Food plays such an important role in many cultures around the world. But for First Nations like the local Squamish and Lil’wat, food was, and continues to be the driving force in shaping their distinct cultures.
Now, with the Squamish Lil’wat Cultural Centre (SLCC) hosting a weekly barbecue throughout the summer, guests can have a truly First Nations experience by sampling some traditional Lil’wat and Squamish ingredients prepared with a modern twist.
“An important thing that we offer as part of our culture and tradition is the food component,” said the SLCC’s guest services coordinator Josh Anderson. “We’ve found that a lot of guests want a food component with their museum experience. We brought the barbecue on board with the opening of our new awning and mezzanine deck, and the interest sort of blew up.”

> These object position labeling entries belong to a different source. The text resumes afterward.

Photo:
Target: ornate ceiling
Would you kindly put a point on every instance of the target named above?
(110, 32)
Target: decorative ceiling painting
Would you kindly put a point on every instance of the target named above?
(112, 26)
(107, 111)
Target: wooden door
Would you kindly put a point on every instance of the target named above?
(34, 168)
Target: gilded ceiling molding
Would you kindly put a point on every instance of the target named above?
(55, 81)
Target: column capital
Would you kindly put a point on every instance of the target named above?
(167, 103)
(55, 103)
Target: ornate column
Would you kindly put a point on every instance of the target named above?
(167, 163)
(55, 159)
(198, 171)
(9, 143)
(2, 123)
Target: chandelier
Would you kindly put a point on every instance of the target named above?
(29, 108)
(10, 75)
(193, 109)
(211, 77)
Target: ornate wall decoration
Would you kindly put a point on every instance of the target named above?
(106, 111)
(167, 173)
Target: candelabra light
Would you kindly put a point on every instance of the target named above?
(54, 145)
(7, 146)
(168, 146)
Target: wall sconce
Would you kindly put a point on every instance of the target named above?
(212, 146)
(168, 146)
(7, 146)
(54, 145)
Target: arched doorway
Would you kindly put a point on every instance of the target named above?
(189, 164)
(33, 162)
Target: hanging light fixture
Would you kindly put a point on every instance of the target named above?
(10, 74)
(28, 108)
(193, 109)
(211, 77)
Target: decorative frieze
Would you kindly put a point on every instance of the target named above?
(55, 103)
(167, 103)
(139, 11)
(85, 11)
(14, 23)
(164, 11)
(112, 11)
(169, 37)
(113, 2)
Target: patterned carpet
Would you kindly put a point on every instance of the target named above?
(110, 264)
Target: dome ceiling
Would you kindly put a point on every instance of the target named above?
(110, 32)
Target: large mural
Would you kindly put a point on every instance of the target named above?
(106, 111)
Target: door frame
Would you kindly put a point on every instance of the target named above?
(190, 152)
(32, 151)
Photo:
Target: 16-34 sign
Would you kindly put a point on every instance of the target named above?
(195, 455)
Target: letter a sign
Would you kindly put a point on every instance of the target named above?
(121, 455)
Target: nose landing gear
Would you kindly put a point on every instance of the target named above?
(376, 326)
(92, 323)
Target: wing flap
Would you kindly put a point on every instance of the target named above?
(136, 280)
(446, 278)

The menu features several staples of the Squamish and Lil’wat traditional diets, like West Coast salmon, bison, venison and the universal First Nations side dish of bannock. Anderson said it was important to incorporate these traditional ingredients into the menu that would still appeal to the modern palate, like the juicy venison slider served on a ciabatta bun with cheddar cheese and a tangy corn salsa.
“We don’t want to completely scare the guests away with the different types of traditional foods that we may have to offer on our menu,” Anderson said. “It’s an excellent mix and we try to keep it as close to our traditional foods as possible. But with that modern day twist added to it, I think it makes it that much more phenomenal.”

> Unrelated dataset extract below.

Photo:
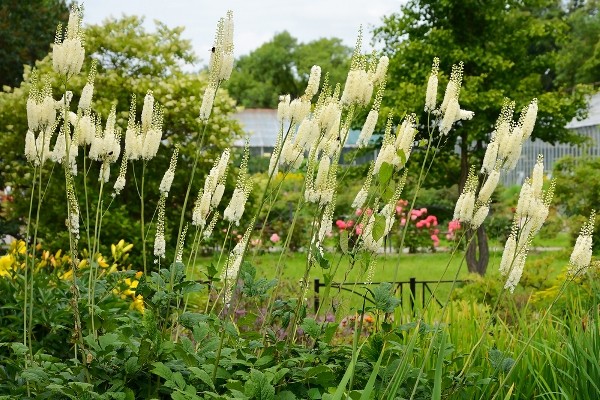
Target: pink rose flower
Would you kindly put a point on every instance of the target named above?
(341, 224)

The main course featured on this summer’s menu is a succulent cedar plank salmon filet with a subtle maple glaze. Salmon are a particularly vital foodsource for the Squamish Nation, with no part of the fish going to waste. Any leftover fish are typically sun-dried to be eaten later. Salmon also play an important role in traditional Squamish ceremonies.
“The Salmon Chief told (the Squamish) in the long ago that the salmon will keep coming back every season as long as we put the bones back into the water,” said SLCC Youth Ambassador and member of the Squamish Nation, Swo-wo Gabriel. “They say that when the salmon (bones) hits the ground, new salmon will spawn.”

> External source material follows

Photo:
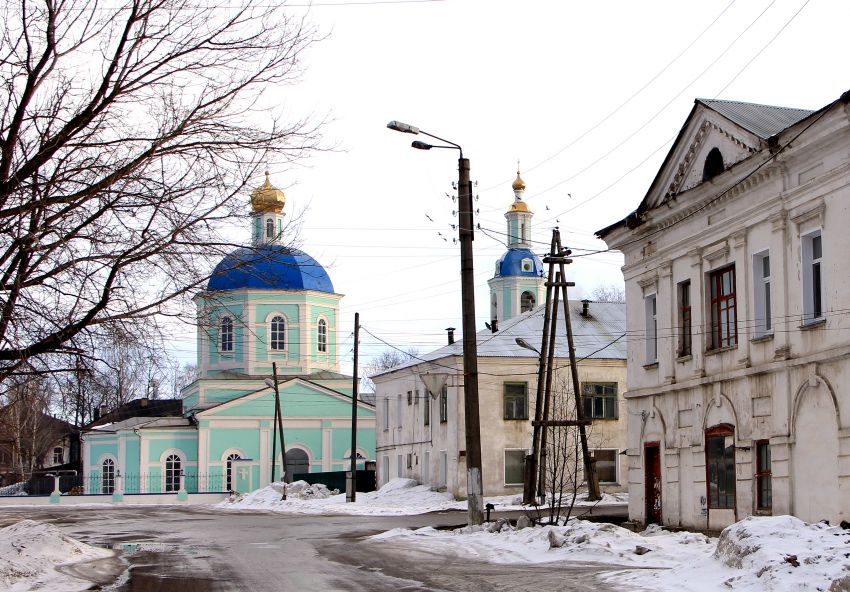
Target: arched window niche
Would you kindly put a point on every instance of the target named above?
(713, 165)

Also featured on the museum’s menu is the First Nations’ staple bannock, although the SLCC’s version, which is freshly baked with cheddar cheese and sage, doesn’t resemble the traditional bannock that would have been eaten hundreds of years ago.
“Bannock would traditionally be made out of a whole bunch of different tree lichen that acted almost like flour,” Gabriel said. “Plain bannock from back in the long ago wouldn’t taste very good by itself, so people would take the bannock and add some dried berries or fish to flavour it.”
Over the years, food has served not only as a valuable trading commodity — like ts’wan, the wind-dried salmon typically prepared by the Lil’wat that was highly coveted among other nations — but a way to forge ties with nearby communities.
“We would trade with other nations to get their food,” said Gabriel. “A whaling nation like the Haida would typically bring their whale to the Squamish and have a big celebration. We’d all get together and have a feast, or what we call a sla7ashin.”
For museum guests awaiting their own sla7ashin at the Squamish Lil’wat Cultural Centre this summer, the museum’s buffet menu also features bison smokies on a pretzel bun, seasonal potato salad, mixed baby greens with blueberry maple vinaigrette made in-house, wild rice ad barley mushroom pilaf, and a mixed berry crumble for those with a sweet tooth. Fair trade Spirit Bear coffee Mighty Leaf tea and non-alcoholic beverages are also available. Wine and beer is also available for purchase.
The First Nations barbecue is held every Tuesday until the end of September. Guests will be taken on a guided tour of the museum before the meal. It is $58 for adults, and $48 for children under 12.